With this tale, we learn a bit about what Stormsong Valley is like after the Fourth War - an environment we will never see in game because Blizzard rarely redesigns old zones, and you can’t play through a sleepy town with the occasional raid. If we ever do go back to Stormsong, it will be because of some existential crisis, and we will not see a sleepy village and day-to-day lives of the citizenry.
We also get to see a snapshot of what life was like for veterans of the Fourth War - keeping in mind that the Alliance’s experiences are not parallel to that of the Horde. The Alliance did not start the war: designed to be a meat-grinder war (a war which is designed to basically throw bodies at each other until one side runs out of bodies). The Fourth War was the equivalent of World War I in terms of approach, and just like World War 1 broke many (They are not called the “Lost Generation” for nothing), the Fourth War still has a lot of fallout, and if anyone thinks that you just “come back” from war unchanged, you really don’t know, or you don’t listen to those who have - and maybe opinions shouldn’t be derived from war RPGs, tv shows and movies.
If this Anduin is not the Anduin you remember from Mists or even BfA, it is because he is NOT the same Anduin. He is an Anduin who became king too soon, guided a war he was not prepared for and then co-opted by effectively a “god” and committed acts that were in direct violation to his core principles. He’s not going to just “bounce back” and be the same Anduin you remember from 15 years ago. That’s not how storytelling works, and that’s not how people work.
It’s OK to not like how a character’s story arc is going. It’s OK to have your own thoughts on “what should have happened.” But Golden isn’t writing in a vacuum. Any writer hired by Blizzard is given “talking points” that need to be addressed in the story (get so-and-so from point a to point b). The writer then crafts the tale with those goals in mind. And Blizzard has to APPROVE the story.

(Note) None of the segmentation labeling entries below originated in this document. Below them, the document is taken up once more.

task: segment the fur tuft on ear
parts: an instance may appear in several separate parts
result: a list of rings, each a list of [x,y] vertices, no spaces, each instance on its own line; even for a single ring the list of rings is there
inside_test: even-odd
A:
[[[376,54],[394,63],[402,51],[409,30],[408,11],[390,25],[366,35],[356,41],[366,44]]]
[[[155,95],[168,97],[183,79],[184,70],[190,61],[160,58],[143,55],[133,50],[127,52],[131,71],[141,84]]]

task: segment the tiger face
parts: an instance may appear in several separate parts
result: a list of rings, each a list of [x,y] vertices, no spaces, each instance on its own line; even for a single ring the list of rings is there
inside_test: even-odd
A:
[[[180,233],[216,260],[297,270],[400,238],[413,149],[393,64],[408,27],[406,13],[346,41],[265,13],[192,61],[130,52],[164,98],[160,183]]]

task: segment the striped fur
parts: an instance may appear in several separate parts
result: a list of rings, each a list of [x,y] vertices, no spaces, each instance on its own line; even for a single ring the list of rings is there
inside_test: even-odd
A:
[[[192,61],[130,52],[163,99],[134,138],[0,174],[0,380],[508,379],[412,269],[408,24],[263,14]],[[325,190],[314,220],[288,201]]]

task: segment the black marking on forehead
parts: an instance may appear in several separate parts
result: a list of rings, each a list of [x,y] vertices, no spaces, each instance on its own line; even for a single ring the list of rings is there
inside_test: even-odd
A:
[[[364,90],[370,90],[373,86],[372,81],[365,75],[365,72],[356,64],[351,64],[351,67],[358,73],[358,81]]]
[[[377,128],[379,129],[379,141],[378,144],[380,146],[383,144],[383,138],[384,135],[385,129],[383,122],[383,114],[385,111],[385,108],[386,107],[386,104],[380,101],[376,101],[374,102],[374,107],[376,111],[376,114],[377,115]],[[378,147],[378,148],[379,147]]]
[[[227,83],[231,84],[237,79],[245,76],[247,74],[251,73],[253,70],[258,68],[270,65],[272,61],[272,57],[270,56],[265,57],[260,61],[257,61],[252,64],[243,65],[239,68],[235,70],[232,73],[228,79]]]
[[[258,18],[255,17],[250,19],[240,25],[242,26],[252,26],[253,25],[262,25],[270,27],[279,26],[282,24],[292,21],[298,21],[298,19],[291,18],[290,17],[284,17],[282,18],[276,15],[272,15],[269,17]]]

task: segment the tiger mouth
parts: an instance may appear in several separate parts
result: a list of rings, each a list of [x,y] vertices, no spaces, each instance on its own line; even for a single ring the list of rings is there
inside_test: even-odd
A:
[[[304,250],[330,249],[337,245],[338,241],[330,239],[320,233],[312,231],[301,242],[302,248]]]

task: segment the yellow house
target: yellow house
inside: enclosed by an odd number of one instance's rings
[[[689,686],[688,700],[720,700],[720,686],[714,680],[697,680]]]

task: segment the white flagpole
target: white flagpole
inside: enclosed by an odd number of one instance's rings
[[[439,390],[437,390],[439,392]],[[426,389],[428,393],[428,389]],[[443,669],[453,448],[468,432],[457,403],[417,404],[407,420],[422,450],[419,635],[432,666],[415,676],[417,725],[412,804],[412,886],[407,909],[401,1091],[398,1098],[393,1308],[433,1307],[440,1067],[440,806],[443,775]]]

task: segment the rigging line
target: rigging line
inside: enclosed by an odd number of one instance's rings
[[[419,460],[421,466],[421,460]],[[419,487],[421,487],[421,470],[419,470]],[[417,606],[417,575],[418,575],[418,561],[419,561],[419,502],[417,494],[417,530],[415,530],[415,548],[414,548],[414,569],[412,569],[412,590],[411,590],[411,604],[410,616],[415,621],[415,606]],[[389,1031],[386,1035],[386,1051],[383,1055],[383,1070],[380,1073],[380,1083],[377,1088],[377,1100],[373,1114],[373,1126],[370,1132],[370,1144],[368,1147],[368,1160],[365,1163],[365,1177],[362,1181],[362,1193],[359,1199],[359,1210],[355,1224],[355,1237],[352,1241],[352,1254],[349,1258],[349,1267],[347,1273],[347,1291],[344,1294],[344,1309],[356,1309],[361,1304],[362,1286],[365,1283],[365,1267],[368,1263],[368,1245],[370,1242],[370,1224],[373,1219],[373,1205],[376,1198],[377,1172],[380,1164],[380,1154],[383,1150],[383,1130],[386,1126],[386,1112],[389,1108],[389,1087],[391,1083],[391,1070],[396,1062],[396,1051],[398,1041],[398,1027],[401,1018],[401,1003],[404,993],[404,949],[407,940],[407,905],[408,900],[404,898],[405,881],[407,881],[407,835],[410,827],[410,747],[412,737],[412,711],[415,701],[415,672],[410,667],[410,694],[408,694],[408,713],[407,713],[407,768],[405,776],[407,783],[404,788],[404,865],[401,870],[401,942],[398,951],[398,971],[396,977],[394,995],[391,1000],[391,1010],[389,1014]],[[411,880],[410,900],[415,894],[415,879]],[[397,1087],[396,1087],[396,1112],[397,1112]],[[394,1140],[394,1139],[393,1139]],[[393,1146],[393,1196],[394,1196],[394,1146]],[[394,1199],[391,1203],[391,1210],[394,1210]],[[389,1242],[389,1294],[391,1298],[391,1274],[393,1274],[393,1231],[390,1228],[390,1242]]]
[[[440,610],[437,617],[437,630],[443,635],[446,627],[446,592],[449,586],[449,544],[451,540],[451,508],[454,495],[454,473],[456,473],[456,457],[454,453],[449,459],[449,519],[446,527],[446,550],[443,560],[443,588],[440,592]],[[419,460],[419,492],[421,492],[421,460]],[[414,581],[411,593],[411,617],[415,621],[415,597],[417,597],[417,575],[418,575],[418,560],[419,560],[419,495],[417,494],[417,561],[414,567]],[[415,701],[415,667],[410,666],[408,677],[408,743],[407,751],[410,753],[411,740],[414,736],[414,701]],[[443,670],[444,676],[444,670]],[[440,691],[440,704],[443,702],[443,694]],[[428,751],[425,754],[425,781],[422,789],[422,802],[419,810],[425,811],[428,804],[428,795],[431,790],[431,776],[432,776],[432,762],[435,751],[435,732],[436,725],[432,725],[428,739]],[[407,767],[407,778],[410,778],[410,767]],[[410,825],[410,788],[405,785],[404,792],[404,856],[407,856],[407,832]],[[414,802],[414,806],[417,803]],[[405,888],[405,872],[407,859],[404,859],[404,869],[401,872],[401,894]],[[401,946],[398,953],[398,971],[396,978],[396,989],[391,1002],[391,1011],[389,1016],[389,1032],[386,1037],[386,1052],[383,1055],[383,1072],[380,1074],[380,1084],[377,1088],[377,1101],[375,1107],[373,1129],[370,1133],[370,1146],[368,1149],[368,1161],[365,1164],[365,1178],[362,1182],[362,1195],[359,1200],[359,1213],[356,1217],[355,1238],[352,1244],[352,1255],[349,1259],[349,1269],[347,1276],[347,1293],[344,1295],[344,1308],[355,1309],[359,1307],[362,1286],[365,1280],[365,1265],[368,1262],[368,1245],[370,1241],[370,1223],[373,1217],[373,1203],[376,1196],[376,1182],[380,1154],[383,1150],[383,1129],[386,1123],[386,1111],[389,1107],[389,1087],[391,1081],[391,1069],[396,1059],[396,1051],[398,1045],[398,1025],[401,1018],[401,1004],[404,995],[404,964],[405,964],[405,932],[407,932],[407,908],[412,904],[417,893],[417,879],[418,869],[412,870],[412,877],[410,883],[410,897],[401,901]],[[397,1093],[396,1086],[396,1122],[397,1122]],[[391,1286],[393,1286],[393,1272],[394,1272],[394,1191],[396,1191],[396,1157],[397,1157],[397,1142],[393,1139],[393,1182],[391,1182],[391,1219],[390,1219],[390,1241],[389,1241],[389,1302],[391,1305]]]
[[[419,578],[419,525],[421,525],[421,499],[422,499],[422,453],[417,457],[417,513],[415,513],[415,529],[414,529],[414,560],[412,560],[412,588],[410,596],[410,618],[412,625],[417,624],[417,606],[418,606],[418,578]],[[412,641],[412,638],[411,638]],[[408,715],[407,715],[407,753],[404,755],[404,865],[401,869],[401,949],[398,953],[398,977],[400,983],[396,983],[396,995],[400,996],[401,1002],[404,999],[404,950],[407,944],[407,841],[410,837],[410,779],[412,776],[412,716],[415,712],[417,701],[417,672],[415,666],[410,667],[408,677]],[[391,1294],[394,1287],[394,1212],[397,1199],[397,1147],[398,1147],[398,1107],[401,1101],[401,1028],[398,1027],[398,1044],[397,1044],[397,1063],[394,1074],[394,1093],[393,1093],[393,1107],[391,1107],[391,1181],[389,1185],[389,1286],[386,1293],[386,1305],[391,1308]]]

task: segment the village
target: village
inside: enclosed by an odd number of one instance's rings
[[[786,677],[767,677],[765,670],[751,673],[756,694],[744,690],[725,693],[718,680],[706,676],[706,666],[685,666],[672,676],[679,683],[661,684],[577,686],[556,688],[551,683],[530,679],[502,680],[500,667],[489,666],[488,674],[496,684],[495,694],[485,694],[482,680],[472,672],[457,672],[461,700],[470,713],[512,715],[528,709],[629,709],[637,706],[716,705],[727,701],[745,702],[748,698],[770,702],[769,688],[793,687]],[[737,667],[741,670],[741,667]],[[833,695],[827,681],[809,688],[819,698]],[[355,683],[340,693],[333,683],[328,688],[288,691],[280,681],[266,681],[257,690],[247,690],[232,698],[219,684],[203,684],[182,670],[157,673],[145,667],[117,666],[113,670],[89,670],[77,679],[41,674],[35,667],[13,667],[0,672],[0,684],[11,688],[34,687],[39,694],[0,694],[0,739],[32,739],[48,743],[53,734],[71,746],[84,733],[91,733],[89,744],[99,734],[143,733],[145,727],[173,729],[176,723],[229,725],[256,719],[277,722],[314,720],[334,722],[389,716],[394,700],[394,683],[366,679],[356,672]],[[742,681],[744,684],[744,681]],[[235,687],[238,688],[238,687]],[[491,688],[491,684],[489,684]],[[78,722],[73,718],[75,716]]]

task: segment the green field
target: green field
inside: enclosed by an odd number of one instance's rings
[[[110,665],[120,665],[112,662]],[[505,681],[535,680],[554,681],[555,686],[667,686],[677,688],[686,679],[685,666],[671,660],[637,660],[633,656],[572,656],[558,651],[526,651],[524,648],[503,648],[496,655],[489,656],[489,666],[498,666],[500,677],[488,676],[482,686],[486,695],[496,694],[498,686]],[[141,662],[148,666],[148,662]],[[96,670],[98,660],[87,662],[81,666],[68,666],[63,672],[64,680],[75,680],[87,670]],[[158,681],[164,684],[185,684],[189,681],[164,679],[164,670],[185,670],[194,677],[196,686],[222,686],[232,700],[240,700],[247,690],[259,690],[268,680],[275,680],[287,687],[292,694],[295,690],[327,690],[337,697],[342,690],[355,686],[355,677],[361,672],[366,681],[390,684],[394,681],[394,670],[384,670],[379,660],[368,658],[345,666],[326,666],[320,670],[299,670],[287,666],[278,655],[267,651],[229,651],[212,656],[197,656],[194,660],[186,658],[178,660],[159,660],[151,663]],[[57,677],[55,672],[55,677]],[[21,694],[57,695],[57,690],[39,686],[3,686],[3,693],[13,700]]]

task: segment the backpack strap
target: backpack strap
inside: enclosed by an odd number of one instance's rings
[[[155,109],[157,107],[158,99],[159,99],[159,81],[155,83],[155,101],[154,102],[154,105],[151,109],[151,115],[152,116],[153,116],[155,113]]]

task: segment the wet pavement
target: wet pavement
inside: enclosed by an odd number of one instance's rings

So whether you like the tale or not, whether you believe Anduin is acting “in character” or not, Blizzard approved the story, so that is the story Blizzard wanted told, and Blizzard is saying that what we read is in character, because Anduin is Blizzard’s character.
For the record, the following are seminal works of Golden’s - works which have gone far to define the overarching paracosm of WoW - what made the Horde the Horde, specifically, beyond the initial Vanilla experiences which have perpetuated amongst the community each expansion since:
Note: This is a partial list
- Lord of the Clans] (2001)
- Rise of the Horde] (2006)
- Beyond the Dark Portal], with Aaron Rosenberg (2008)
- Arthas: Rise of the Lich King] (2009)
- Thrall: Twilight of the Aspects] (2011)
- Jaina Proudmoore: Tides of War] (2012)
- War Crimes (2014)
- Warcraft: Durotan, with Chris Metzen (2016)
- Windrunner: Three Sisters (2018)
- Before the Storm (2018)
- Elegy (2018)
The tl;dnr is that Golden has been writing about Warcraft since before the MMORPG even launched. She knows the source material and plays the game. The reader needs to simply be self-aware enough to understand personal preference versus objective assessment; i.e.: you can dislike something on personal grounds, but just because you don’t like something doesn’t mean that something is objectively bad.